Review: Wishful Drinking is an interesting portrait of a dysfunctional childhood - actually, of a dysfunctional life. It's pretty short and can be read in one sitting. After Carrie Fisher's passing, I put The Princess Diarist on my list of books to read, but somehow I decided to read Wishful Drinking first instead. I grew up fascinated with the first three Star Wars movies, so it was fair to be even a bit curious about her life.

As a mother, though, this book made me sad, because if it is accurate (and we have no reason to doubt it), then there were too many wrong choices to count. I'm not sure if everything bad that happens during childhood should serve as an excuse for making the same mistakes over and over when you are an adult, but it certainly shapes you in some way (in this case, the wrong way) - but then, I wasn't in Carrie's shoes, so I'll reserve judgment.

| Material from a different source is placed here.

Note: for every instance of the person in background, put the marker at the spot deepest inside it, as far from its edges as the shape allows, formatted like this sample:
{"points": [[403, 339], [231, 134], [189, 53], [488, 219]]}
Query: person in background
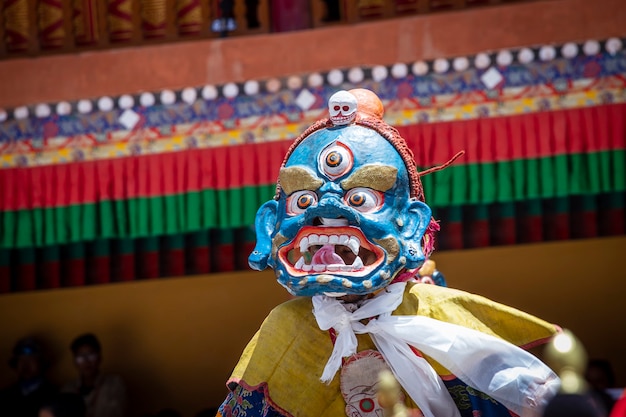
{"points": [[32, 389], [65, 404], [104, 394], [601, 379]]}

I liked the sarcastic tone of the book, as if she knows exactly what is wrong with her and is still comfortable bringing it up in public and making fun of it. I guess it takes courage to do so, and I admire her for it. I would have preferred a more mild and toned down language (there are too many necessary f-words around) and in places the book sounds more like gossip than an actual biography, especially when she's throwing around tidbits of other people's lives that probably were better kept unmentioned. 

I recommend this book to anyone who is looking for a sobering portrait of what happens behind all that Hollywood magic and glamour. Actors and actresses are not those perfect people living perfect lives that show up on your screen everyday. Not only are they human, but money and fame don't always go hand to hand with happiness. Or a healthy lifestyle, for that matter.